The authors have implemented some recommendations. However, for results to be relevant it is mandatory to reorganize the study groups and to reduce significant difference in the number of subject originating from low-exposure locality between diabetic and nondiabetic group and than to rerun the analysis. It cannot remain 86.4% vs. 42.3%. As high difference significantly affects the results.

Author Response

Comments and Suggestions-REVIEWER 3

 

The authors have implemented some recommendations. However, for results to be relevant it is mandatory to reorganize the study groups and to reduce significant difference in the number of subject originating from low-exposure locality between diabetic and nondiabetic group and then to rerun the analysis. It cannot remain 86.4% vs. 42.3%. As high difference significantly affects the results.

 

Response: We thank the reviewer for providing further feedback and suggestions.  Accordingly, we have made the following changes to our manuscript.

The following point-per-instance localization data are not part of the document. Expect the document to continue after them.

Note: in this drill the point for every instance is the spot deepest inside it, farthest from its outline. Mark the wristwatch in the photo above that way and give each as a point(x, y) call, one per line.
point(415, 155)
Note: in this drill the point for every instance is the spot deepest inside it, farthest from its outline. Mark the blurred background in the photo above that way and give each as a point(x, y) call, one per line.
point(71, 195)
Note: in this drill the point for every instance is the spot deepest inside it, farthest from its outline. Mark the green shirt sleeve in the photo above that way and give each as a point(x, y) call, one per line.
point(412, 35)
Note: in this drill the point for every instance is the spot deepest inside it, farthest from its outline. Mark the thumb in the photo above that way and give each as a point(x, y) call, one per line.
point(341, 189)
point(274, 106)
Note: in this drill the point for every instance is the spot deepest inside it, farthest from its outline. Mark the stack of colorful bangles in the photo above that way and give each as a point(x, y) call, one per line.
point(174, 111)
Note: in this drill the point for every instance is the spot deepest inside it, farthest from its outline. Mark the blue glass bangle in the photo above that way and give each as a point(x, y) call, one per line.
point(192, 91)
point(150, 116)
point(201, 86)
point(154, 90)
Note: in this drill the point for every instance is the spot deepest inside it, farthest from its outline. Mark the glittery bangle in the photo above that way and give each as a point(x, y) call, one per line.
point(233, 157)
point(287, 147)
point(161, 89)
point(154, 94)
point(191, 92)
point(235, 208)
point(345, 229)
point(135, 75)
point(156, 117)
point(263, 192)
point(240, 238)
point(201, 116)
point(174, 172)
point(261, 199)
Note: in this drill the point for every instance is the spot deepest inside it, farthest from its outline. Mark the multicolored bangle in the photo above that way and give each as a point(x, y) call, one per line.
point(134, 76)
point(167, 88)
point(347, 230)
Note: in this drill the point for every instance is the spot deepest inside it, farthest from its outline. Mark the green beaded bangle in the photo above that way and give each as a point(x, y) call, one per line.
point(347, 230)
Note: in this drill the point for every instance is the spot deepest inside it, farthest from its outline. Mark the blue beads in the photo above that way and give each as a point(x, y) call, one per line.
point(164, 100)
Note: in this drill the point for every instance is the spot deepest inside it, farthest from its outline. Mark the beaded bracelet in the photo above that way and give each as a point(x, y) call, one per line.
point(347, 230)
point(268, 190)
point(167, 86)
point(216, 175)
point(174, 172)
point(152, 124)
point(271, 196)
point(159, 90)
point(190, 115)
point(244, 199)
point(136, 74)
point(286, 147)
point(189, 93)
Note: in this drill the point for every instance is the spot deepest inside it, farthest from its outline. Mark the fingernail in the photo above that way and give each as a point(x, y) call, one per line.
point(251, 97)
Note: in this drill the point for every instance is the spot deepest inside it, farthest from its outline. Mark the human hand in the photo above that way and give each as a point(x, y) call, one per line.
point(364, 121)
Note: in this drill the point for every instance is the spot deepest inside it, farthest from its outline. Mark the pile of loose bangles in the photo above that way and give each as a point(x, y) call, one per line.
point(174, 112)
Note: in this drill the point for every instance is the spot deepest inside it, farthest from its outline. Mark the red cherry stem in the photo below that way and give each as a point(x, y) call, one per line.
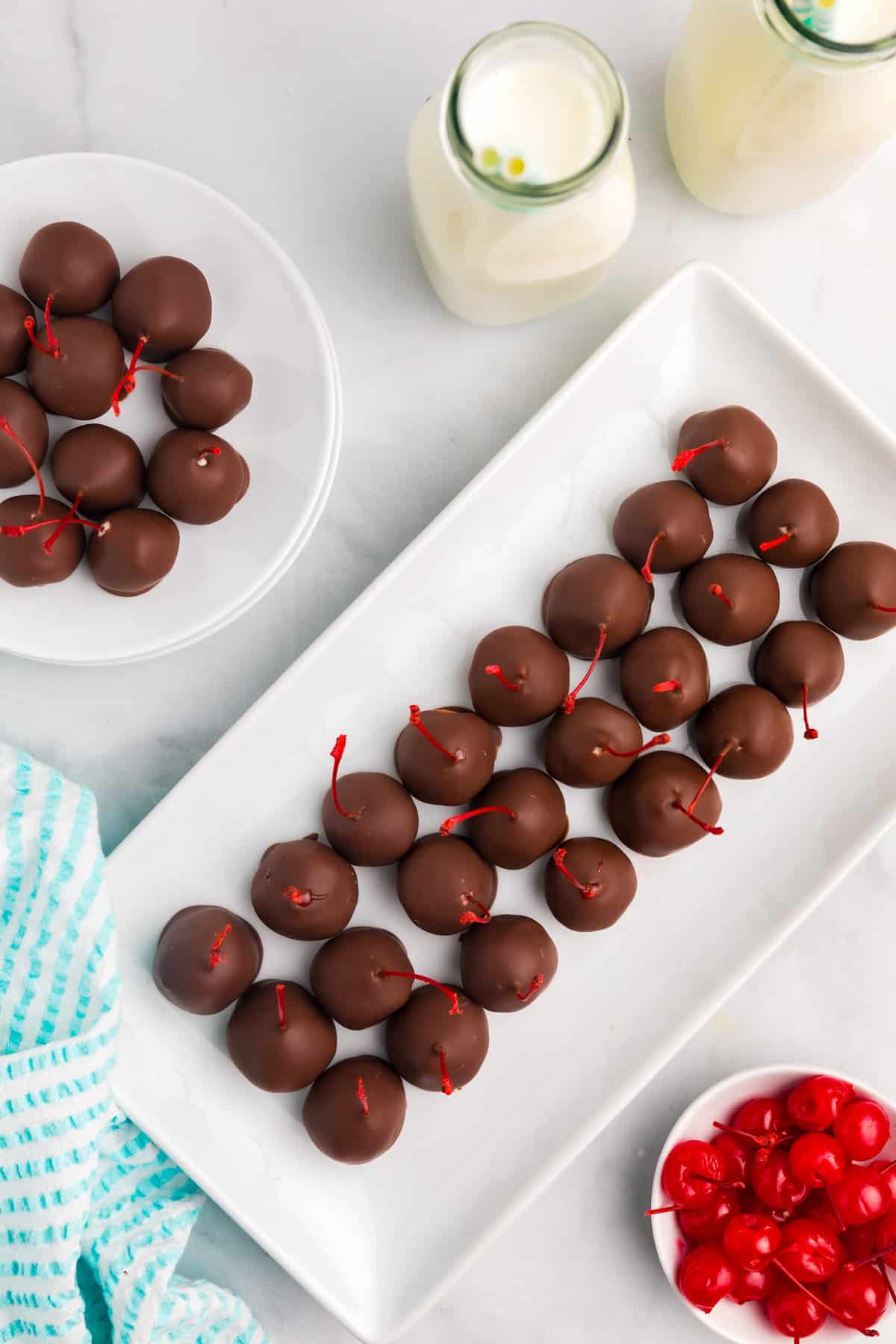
point(8, 430)
point(455, 1011)
point(689, 453)
point(477, 812)
point(568, 702)
point(415, 722)
point(215, 954)
point(494, 670)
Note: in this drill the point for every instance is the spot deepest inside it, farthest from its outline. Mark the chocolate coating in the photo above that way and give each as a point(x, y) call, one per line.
point(383, 823)
point(442, 882)
point(72, 262)
point(667, 653)
point(274, 1057)
point(348, 976)
point(28, 421)
point(593, 591)
point(751, 726)
point(672, 511)
point(605, 870)
point(575, 745)
point(81, 382)
point(742, 465)
point(539, 819)
point(213, 389)
point(645, 804)
point(167, 300)
point(23, 561)
point(191, 482)
point(426, 1026)
point(847, 585)
point(795, 515)
point(429, 774)
point(13, 337)
point(304, 890)
point(191, 974)
point(335, 1116)
point(797, 655)
point(101, 465)
point(134, 551)
point(508, 962)
point(748, 584)
point(528, 660)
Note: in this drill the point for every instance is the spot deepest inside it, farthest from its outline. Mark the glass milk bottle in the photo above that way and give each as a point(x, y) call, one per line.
point(520, 175)
point(773, 104)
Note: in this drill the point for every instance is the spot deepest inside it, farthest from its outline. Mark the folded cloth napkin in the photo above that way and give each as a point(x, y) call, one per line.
point(93, 1216)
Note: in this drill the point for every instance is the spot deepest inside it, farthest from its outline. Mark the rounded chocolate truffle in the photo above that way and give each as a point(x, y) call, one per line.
point(430, 774)
point(355, 1110)
point(517, 676)
point(508, 962)
point(78, 383)
point(664, 678)
point(23, 559)
point(744, 732)
point(195, 476)
point(791, 524)
point(594, 594)
point(206, 959)
point(729, 455)
point(279, 1036)
point(588, 883)
point(100, 467)
point(378, 820)
point(526, 818)
point(729, 598)
point(13, 337)
point(853, 589)
point(72, 264)
point(801, 663)
point(208, 389)
point(591, 746)
point(435, 1048)
point(27, 420)
point(304, 890)
point(444, 885)
point(167, 302)
point(662, 529)
point(134, 551)
point(648, 806)
point(361, 976)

• We undertook resampling of the non-diabetic group such that it can now be considered as representative of the low Cd-exposure conditions.
• After resampling the total number of participants was 674, and the overall percentage of those drawn from low-Cd exposure locations is increased from 45.9% to 67.1%.
• The percentages of residents in low-Cd exposure locations in the non-diabetic group is increased from 42.3% to 64.4%.
• Changes were also made to abstract, tthe data in tables 1-4, and figures 1-3 were reconstructed.
• Changes to the text throughout the manuscript were also made.
• Changes to the text are in blue.

 

We have maintained the overall conclusion (Section 5) because it is now justified by results obtained from resampling and reanalysis of the non-diabetic group which is representative of low environmental exposure to Cd.

 

Abstract has been rewritten and quoted below. 

 

The global prevalence of diabetes, and its major complication, diabetic nephropathy, have reached epidemic proportions. The toxic metal cadmium (Cd) also induces nephropathy, indicated by a sustained reduction in the estimated glomerular filtration rate (eGFR) and excretion of β₂-microglobulin (β₂M) above 300 µg/day, which reflects kidney tubular dysfunction. However, little is known about the nephrotoxicity of Cd in the diabetic population. Here, we compared Cd exposure, eGFR and tubular dysfunction in both diabetics (n = 81) and non-diabetics (n = 593) who were residents in low- and high-Cd exposure areas of Thailand. We normalized Cd and β₂M excretion rates (E_Cd and E_β2M) to creatinine clearance (Ccr) as E_Cd/C_cr and E_β2M/C_cr. Tubular dysfunction and a reduced eGFR were respectively 8.7-fold (p < 0.001) and 3-fold (p = 0.012) more prevalent in the diabetic than the non-diabetic groups. Doubling of E_Cd/C_cr increased the prevalence odds ratios for a reduced eGFR and tubular dysfunction by 50% (p < 0.001) and 15% (p = 0.002) respectively. In a regression model analysis of diabetics from the low-exposure locality, E_β2M/C_cr was associated with E_Cd/C_cr (β = 0.375, p = 0.001) and obesity (β = 0.273, p = 0.015).  In the non-diabetic group, E_β2M/C_cr was associated with age (β = 0.458, p <0.001) and E_Cd/C_cr (β = 0.269, p <0.001). However, after adjustment for age, and body mass index (BMI), the E_β2M/C_cr was higher in the diabetics than non-diabetics of similar E_Cd/C_cr ranges. Thus, tubular dysfunction was more severe in diabetics than non-diabetics of similar age, BMI, and Cd body burden.

 

Author Response File: Author Response.docx

Round 3

Reviewer 3 Report

The authors have implemented suggested revisions and the quality of the manuscript and relevance of the results are significantly increased.